1. An ion mobility spectrometry determination method for the content of ammonia in ammonia-containing gas is characterized in that:

the ion mobility spectrometry comprises an ion mobility tube, the ion mobility tube is a hollow cylindrical cavity formed by alternately overlapping annular electrodes and annular insulators, a light ion source (1) and an ion receiving electrode (5) are respectively arranged at two ends of the cavity, an ion gate (3) is arranged in the cavity between the light ion source (1) and the ion receiving electrode (5), the cavity is divided into two regions, a reaction region (2) is formed between the light ion source (1) and the ion gate (3), and a mobility region (4) is formed between the ion gate (3) and the ion receiving electrode (5);

a tail gas outlet (8) is arranged on the outer wall surface of one end of the reaction area (2) close to the light ion source (1), a sample gas inlet (7) is arranged on the outer wall surface of one end of the reaction area (2) close to the ion gate (3), and a floating gas inlet (6) is arranged on the outer wall surface of one end of the migration area (4) close to the ion receiving electrode (5);

the ammonia-containing gas to be detected passes through the reaction area (2) at the sample gas inlet (7);

the floating gas inlet (6) is connected with a floating gas source through a doping reagent generating device (9), the doping reagent generating device (9) is a closed container with a gas inlet and a gas outlet, the floating gas source is communicated with the gas inlet, the gas outlet is connected with the floating gas inlet (6) through a pipeline, a container filled with pentanone and provided with an opening at the upper end is placed in the closed container, and volatilized doping reagent pentanone molecules are carried to the migration zone (4), the reaction zone (2) and the light ion source (1) through the floating gas;

the doped reagent pentanone molecule generates high-concentration reaction reagent ions M under the action of the light ion source (1)₂H⁺(M represents a pentanone molecule) and migrates towards the ion gate (3) driven by an electric field in the ionization region; carrying ammonia molecules (NH)₃) The sample gas enters the reaction area (2) through the sample gas inlet (7) and reacts with reagent ions M₂H⁺With ammonia molecules (NH)₃) High selectivity molecule substitution reaction is carried out to generate ammonia molecule (NH)₃) Corresponding product ion M (NH)₃)H⁺Meanwhile, the molecular-ion reaction of high humidity and other complex chemical components in the sample gas is prevented, and the interference of the molecular-ion reaction on the ammonia molecule ionization process is eliminated;

m (NH) in the reaction zone (2)₃)H⁺Ions enter the migration region (4) through the periodically opened ion gate (3) to form ion clusters, the ion clusters are kept stable in the atmosphere of high-concentration pentanone molecules in the migration region (4) and reach the ion receiving electrode (5) under the drive of an electric field in the migration region (4), a spectrogram of ion current intensity corresponding to ion migration time is formed, and ammonia molecules (NH) are subjected to ion transfer₃) Qualitative and quantitative identification.

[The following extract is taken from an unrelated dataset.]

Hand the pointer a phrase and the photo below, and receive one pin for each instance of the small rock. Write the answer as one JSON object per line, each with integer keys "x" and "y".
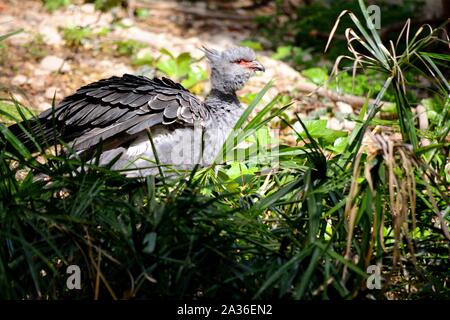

2. The ion mobility spectrometry method according to claim 1, wherein: the light ion source (1) is any light source with the energy of emitted photons higher than 9.5 eV; the ion gate (3) is a Tyndall-Powell type ion gate.

3. The ion mobility spectrometry method according to claim 1 or 2, characterized in that: the sample gas inlet amount of the sample gas inlet (7) is 50-100ml/min, and the floating gas inlet amount of the floating gas inlet (6) is 100-300 ml/min.